Since the lhs. of eq. (P) does not depend on $t_3$, we conclude that it is zero. Hence eq. (F) also holds for large $\Delta t$ as well. $\Box$

References:

  1. R.P. Feynman & A.R. Hibbs, Quantum Mechanics and Path Integrals, 1965.

I'd like to offer an answer that is more handwavy but probably closer to the original argument that Feynman had in mind.

Feynman defines the kernel to be zero for $t_2<t_1$, so in effect he is redefining the kernel to be a retarded Green function. Explicitly, this is expressed as:

$$G(x_2,t_2;x_1,t_1)=\theta(t_2-t_1)K(x_2,t_2;x_1,t_1).\tag{A}$$

The following two results from the reference are used:

$$i\hbar\frac{\partial K(2,1)}{\partial t_2}-H_2K(2,1)=0 \quad\textrm{for} \quad t_2>t_1, \tag{1}$$ which is equation (4-25) and $$K(2,1)\rightarrow \delta(x_2-x_1)\quad\textrm{ as}\quad t_2\rightarrow t_1+0, \tag{2}$$ which is from Problem 4-6.

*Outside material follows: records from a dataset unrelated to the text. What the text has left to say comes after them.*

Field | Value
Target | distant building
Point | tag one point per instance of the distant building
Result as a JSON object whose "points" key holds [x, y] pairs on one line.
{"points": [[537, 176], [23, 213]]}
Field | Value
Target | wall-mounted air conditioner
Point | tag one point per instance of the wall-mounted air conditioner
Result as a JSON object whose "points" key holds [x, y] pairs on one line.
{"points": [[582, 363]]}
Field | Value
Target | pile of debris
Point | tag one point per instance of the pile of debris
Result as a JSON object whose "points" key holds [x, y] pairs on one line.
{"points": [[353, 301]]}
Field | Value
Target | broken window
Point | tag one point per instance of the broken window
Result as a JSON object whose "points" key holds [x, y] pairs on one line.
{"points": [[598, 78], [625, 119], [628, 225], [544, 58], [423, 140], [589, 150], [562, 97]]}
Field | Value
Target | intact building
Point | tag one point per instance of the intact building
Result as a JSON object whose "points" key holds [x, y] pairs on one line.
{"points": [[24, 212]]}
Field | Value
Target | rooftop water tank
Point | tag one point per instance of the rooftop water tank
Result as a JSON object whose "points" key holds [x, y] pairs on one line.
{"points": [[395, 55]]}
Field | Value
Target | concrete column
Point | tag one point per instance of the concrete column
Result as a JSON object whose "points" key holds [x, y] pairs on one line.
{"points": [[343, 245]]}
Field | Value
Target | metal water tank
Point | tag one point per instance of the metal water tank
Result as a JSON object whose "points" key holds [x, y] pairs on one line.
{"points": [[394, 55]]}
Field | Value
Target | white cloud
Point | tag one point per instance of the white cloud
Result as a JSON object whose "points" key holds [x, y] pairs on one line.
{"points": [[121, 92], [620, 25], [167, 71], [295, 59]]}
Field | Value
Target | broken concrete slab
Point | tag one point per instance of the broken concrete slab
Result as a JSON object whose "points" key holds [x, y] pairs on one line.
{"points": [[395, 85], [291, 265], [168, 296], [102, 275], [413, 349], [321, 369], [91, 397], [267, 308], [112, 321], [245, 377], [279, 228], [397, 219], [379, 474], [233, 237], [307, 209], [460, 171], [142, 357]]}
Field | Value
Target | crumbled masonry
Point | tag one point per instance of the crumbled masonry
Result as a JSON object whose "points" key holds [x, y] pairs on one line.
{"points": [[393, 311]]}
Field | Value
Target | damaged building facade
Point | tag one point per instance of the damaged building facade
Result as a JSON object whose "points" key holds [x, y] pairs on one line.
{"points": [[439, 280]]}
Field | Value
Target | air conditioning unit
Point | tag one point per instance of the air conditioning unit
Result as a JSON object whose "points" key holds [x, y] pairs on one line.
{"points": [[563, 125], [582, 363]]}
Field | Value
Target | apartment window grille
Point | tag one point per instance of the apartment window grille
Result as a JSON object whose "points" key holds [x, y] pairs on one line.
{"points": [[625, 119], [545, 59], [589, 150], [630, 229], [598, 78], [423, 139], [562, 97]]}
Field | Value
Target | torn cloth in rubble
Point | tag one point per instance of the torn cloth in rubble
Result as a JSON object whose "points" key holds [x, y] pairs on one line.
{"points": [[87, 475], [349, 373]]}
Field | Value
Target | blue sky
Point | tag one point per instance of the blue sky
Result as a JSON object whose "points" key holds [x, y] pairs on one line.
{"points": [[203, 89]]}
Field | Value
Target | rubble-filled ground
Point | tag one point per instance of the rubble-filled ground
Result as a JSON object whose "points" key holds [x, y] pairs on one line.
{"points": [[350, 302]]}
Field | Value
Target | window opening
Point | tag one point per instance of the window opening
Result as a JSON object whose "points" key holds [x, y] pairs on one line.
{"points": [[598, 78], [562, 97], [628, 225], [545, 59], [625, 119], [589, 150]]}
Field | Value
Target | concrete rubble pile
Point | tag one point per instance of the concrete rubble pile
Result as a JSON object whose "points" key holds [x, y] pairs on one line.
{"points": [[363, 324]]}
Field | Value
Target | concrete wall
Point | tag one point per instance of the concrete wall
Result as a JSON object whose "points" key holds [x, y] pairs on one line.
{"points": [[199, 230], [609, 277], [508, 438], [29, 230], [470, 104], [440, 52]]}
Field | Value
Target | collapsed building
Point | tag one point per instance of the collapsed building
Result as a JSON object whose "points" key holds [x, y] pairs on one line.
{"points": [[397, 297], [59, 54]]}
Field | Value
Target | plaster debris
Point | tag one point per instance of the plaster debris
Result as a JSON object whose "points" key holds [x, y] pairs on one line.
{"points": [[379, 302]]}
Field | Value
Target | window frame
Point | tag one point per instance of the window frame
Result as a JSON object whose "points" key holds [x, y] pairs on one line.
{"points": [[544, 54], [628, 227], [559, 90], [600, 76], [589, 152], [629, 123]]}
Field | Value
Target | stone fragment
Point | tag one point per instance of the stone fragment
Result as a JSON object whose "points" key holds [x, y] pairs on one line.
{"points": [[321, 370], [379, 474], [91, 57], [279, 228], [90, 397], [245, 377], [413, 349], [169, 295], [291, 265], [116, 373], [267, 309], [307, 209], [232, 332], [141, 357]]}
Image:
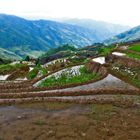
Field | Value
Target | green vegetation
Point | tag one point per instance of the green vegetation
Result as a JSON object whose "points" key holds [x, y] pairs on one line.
{"points": [[134, 56], [105, 50], [64, 79], [135, 47], [33, 73], [8, 68], [130, 75]]}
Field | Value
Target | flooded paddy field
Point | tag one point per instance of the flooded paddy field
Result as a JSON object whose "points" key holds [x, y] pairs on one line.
{"points": [[55, 121]]}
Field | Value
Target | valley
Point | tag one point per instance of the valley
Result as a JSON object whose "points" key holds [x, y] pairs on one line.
{"points": [[73, 95]]}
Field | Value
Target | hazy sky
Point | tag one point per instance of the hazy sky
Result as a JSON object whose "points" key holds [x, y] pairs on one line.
{"points": [[125, 12]]}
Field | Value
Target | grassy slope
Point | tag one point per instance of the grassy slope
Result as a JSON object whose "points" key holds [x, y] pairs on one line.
{"points": [[64, 80]]}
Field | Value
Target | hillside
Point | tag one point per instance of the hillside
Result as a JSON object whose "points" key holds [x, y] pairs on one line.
{"points": [[20, 37], [104, 30], [128, 36]]}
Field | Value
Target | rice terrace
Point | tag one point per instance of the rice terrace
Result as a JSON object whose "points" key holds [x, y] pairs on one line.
{"points": [[69, 70]]}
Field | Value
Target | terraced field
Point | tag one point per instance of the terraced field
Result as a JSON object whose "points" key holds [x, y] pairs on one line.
{"points": [[83, 111]]}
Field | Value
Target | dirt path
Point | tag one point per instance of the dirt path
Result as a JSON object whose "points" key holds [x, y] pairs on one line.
{"points": [[109, 82]]}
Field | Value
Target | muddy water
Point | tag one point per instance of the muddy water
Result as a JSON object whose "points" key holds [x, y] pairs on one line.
{"points": [[108, 82], [69, 122]]}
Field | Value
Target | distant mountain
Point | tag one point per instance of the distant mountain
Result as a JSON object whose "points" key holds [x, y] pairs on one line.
{"points": [[104, 30], [128, 36], [20, 37]]}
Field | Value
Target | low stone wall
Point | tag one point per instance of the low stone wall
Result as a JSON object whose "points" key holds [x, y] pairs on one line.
{"points": [[128, 62], [99, 91], [114, 101]]}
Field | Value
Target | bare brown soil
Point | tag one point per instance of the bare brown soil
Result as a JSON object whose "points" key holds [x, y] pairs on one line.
{"points": [[60, 121]]}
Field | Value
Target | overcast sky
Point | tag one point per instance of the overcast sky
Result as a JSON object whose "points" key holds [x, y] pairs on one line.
{"points": [[125, 12]]}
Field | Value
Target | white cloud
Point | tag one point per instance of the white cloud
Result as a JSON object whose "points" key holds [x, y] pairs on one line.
{"points": [[117, 11]]}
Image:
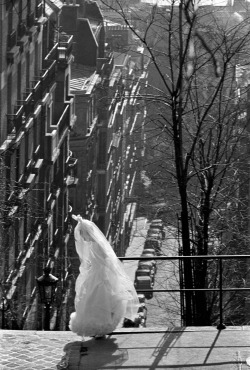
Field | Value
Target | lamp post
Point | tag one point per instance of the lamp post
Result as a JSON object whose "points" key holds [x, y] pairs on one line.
{"points": [[3, 308], [47, 286]]}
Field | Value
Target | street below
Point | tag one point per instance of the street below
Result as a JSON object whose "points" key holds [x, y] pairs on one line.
{"points": [[164, 308]]}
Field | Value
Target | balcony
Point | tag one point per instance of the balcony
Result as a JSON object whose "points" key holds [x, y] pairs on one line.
{"points": [[12, 39]]}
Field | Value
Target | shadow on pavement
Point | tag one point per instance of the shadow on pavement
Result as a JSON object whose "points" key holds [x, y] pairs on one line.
{"points": [[92, 354]]}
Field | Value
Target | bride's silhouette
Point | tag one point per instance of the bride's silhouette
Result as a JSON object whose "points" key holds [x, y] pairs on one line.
{"points": [[104, 292]]}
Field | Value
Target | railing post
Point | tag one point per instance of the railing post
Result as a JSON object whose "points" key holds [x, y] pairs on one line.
{"points": [[221, 325]]}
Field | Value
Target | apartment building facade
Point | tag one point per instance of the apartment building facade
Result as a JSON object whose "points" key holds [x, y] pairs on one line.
{"points": [[106, 85], [37, 168]]}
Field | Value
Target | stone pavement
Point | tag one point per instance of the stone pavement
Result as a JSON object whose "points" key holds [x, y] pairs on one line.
{"points": [[130, 349]]}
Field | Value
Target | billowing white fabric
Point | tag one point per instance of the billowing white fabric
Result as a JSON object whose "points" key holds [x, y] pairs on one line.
{"points": [[104, 292]]}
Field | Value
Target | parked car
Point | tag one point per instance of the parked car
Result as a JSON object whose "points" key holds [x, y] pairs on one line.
{"points": [[157, 221], [158, 227], [145, 272], [144, 282], [141, 298], [148, 251], [127, 323], [147, 264], [155, 244], [143, 318], [154, 233]]}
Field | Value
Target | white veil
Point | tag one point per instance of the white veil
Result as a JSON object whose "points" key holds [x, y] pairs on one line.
{"points": [[122, 286]]}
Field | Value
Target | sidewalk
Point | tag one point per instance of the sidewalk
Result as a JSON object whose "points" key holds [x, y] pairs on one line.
{"points": [[130, 349], [137, 240]]}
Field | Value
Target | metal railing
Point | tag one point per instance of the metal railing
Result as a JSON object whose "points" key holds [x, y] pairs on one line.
{"points": [[221, 289]]}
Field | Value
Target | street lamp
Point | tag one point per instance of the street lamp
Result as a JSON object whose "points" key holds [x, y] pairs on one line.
{"points": [[47, 286]]}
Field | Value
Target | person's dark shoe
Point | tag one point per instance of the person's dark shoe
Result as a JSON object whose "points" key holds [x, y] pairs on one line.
{"points": [[100, 336]]}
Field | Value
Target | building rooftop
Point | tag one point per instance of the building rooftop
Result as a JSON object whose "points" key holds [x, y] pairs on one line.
{"points": [[82, 77], [132, 348]]}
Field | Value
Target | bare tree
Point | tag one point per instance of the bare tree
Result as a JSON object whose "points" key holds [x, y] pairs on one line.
{"points": [[197, 133]]}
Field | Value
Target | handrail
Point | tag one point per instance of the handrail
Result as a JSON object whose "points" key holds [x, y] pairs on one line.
{"points": [[220, 289]]}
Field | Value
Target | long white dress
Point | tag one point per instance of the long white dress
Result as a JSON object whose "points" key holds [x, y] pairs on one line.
{"points": [[104, 293]]}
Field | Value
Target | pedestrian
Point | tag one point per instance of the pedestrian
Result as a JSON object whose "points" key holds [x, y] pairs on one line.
{"points": [[104, 293]]}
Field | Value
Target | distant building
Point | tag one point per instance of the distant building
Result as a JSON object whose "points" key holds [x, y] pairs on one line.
{"points": [[36, 114], [107, 135]]}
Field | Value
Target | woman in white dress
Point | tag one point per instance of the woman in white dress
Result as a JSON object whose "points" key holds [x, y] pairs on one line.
{"points": [[104, 293]]}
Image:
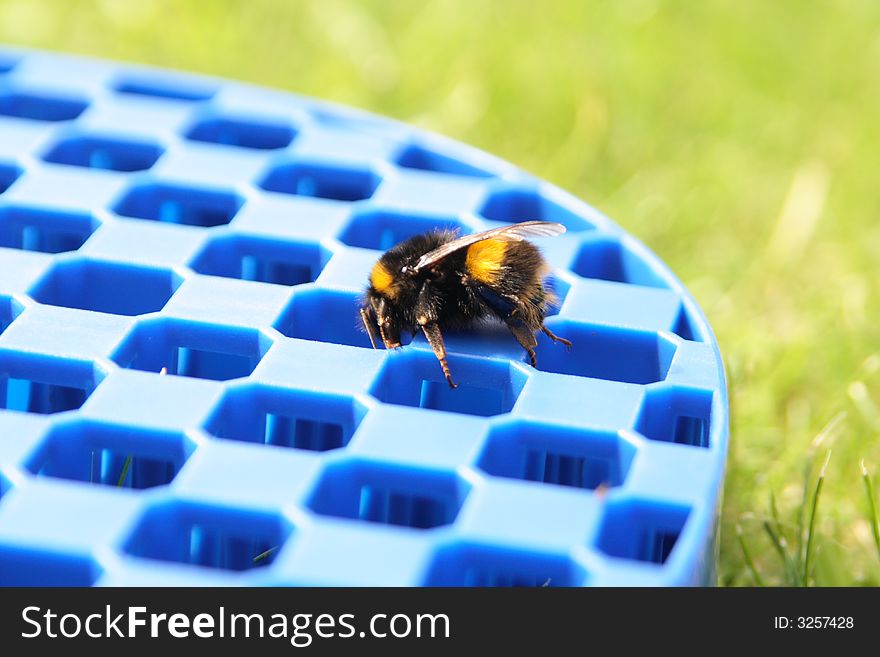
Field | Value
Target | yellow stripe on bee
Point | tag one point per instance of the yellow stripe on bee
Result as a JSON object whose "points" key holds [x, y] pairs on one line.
{"points": [[485, 260], [381, 280]]}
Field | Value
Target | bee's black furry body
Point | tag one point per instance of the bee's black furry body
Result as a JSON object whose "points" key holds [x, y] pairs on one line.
{"points": [[439, 281], [459, 299]]}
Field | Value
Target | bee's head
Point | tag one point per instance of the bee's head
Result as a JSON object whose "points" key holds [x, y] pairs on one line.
{"points": [[386, 305], [378, 314]]}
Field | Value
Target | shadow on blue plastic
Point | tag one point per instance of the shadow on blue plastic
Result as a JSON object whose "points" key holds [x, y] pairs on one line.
{"points": [[383, 229], [606, 352], [287, 418], [326, 316], [112, 455], [118, 289], [471, 564], [184, 348], [32, 566], [559, 288], [166, 86], [607, 259], [261, 259], [516, 204], [677, 415], [104, 153], [686, 327], [385, 494], [211, 536], [338, 182], [47, 231], [40, 107], [565, 456], [44, 385], [8, 175], [425, 159], [641, 530], [413, 377], [262, 134], [176, 204]]}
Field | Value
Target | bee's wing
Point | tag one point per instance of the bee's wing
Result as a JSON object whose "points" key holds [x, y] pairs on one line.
{"points": [[514, 233]]}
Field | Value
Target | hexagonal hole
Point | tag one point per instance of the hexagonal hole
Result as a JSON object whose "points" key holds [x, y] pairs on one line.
{"points": [[104, 153], [8, 175], [115, 288], [383, 229], [426, 159], [28, 566], [564, 456], [46, 231], [9, 310], [326, 316], [261, 259], [640, 530], [44, 385], [389, 495], [605, 258], [516, 205], [340, 183], [211, 536], [175, 204], [495, 566], [201, 351], [413, 377], [263, 134], [287, 418], [677, 415], [40, 107], [111, 455], [606, 352], [160, 85]]}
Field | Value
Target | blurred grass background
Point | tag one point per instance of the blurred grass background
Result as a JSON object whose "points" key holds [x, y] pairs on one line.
{"points": [[737, 139]]}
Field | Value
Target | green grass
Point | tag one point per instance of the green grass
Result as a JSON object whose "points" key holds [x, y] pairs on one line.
{"points": [[738, 140]]}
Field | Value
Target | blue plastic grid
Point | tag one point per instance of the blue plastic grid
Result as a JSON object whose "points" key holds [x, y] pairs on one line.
{"points": [[154, 220]]}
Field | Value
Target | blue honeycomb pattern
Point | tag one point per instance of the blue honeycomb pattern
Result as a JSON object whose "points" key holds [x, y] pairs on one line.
{"points": [[186, 397]]}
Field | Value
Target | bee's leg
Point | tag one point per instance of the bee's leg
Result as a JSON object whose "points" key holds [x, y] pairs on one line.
{"points": [[435, 339], [525, 337], [556, 338], [368, 325]]}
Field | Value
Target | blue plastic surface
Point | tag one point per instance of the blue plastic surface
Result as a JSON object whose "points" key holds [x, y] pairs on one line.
{"points": [[153, 220]]}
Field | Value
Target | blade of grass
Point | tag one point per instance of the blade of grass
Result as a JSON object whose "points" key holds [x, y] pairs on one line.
{"points": [[872, 505], [811, 531], [747, 557], [127, 465], [773, 527], [826, 434]]}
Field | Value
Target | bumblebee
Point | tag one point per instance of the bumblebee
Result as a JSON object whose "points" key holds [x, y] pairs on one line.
{"points": [[438, 281]]}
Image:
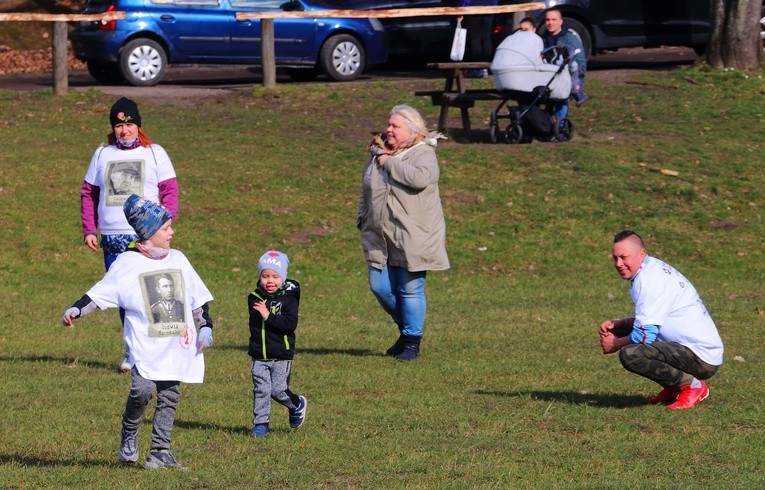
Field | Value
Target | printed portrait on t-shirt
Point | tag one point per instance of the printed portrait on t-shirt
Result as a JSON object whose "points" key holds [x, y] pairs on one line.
{"points": [[163, 297], [123, 178]]}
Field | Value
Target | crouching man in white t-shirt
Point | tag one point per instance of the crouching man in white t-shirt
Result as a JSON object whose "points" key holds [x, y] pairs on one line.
{"points": [[671, 339], [163, 352]]}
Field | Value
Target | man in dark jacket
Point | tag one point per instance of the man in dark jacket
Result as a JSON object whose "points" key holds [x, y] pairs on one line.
{"points": [[560, 35]]}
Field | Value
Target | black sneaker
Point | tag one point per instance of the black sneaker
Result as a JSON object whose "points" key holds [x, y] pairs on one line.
{"points": [[162, 459], [297, 416]]}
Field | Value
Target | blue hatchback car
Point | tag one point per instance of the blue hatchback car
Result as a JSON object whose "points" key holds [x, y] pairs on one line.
{"points": [[156, 33]]}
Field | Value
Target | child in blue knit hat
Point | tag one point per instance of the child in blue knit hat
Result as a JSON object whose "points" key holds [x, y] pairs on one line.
{"points": [[273, 309], [163, 352]]}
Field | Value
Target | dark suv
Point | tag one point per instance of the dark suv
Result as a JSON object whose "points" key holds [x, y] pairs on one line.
{"points": [[161, 32], [612, 24]]}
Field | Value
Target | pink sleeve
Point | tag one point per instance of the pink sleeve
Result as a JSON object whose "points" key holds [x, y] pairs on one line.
{"points": [[89, 196], [168, 196]]}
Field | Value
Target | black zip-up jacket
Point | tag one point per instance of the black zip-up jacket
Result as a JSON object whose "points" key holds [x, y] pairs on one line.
{"points": [[274, 338]]}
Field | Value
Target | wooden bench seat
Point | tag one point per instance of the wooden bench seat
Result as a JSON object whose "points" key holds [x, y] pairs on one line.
{"points": [[463, 100]]}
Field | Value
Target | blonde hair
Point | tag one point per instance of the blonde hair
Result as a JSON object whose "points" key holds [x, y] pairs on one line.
{"points": [[414, 121]]}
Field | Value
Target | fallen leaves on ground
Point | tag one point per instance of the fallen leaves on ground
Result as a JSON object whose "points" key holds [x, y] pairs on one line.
{"points": [[14, 62]]}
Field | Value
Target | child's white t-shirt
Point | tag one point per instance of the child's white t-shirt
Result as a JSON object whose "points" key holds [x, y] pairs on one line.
{"points": [[161, 351], [120, 173], [664, 297]]}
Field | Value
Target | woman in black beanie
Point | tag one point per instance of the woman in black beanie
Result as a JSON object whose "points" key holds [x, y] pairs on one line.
{"points": [[130, 163]]}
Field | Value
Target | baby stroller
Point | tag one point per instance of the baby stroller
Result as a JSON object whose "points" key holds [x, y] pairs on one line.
{"points": [[523, 76]]}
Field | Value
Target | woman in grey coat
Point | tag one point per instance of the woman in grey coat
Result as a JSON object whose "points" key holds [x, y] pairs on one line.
{"points": [[403, 233]]}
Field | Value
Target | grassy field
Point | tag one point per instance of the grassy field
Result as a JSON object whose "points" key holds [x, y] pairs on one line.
{"points": [[511, 390]]}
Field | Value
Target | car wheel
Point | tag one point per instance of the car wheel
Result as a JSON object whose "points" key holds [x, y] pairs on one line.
{"points": [[106, 73], [584, 34], [342, 58], [513, 134], [563, 130], [302, 74], [143, 62]]}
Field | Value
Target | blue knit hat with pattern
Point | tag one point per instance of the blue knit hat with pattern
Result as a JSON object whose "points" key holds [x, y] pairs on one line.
{"points": [[276, 261], [144, 216]]}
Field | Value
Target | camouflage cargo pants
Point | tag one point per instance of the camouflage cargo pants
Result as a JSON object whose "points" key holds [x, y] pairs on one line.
{"points": [[667, 363]]}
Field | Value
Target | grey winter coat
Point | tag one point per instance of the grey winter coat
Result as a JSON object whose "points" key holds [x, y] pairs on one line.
{"points": [[400, 215]]}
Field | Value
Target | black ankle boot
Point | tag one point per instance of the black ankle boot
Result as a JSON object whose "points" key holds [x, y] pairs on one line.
{"points": [[397, 348], [411, 348]]}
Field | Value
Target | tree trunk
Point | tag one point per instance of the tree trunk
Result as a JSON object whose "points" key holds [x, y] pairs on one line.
{"points": [[734, 41]]}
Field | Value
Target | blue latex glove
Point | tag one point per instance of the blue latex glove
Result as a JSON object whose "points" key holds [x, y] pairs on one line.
{"points": [[70, 315], [205, 338]]}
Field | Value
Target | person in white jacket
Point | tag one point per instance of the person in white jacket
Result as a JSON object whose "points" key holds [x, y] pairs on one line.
{"points": [[670, 339], [403, 232]]}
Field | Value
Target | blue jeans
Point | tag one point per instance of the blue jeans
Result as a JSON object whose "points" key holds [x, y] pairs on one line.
{"points": [[561, 110], [402, 295]]}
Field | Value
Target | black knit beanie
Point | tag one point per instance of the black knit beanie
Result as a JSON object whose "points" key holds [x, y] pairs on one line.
{"points": [[124, 111]]}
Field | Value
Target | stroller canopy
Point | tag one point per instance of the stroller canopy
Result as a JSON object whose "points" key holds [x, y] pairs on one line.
{"points": [[518, 49], [518, 65]]}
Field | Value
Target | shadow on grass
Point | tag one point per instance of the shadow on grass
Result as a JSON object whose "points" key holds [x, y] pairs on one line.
{"points": [[66, 361], [605, 400], [32, 461], [317, 351]]}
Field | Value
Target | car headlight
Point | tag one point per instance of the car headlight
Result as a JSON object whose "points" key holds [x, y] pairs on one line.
{"points": [[376, 24]]}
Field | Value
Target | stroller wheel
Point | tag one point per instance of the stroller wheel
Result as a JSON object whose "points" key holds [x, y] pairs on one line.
{"points": [[513, 134], [493, 128], [564, 130]]}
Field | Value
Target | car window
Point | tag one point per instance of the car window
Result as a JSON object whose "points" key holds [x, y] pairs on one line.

The derivative of the retarded Green function is, $$i\hbar \frac{\partial G(x_2,t_2;x_1,t_1)}{\partial t_2}=i\hbar\delta(t_2-t_1)K(x_2,t_2;x_1,t_1)+\theta(t_2-t_1)i\hbar\frac{\partial K(x_2,t_2;x_1,t_1)}{\partial t_2}.$$ This was obtained by directly taking the derivative of eq (A). The first term on the RHS can be rewritten as $i\hbar\delta(t_2-t_1)\delta(x_2-x_1)$ using eq (1). The second term on the RHS can also be rewritten as $\theta(t_2-t_1)H_2 K(x_2,t_2;x_1,t_1)=H_2G(x_2,t_2;x_1,t_1)$ using eq (2). Therefore, the derivative of the Green function is, $$i\hbar \frac{\partial G(x_2,t_2;x_1,t_1)}{\partial t_2}=i\hbar\delta(t_2-t_1)\delta(x_2-x_1)+H_2 G(x_2,t_2;x_1,t_1).$$ Reorganizing this equation gives us, $$-\frac{\hbar}{i}\frac{\partial G(x_2,t_2;x_1,t_1)}{\partial t_2}-H_2 G(x_2,t_2;x_1,t_1)=-\frac{\hbar}{i}\delta(t_2-t_1)\delta(x_2-x_1).$$

n.b. Eq (2) was used to insert the spatial delta function into the partial derivative of the Green function w.r.t. to $t_2$, but notice this is valid only when $t_2$ approaches $t_1$ from the right. This piece of information was ignored in the derivation.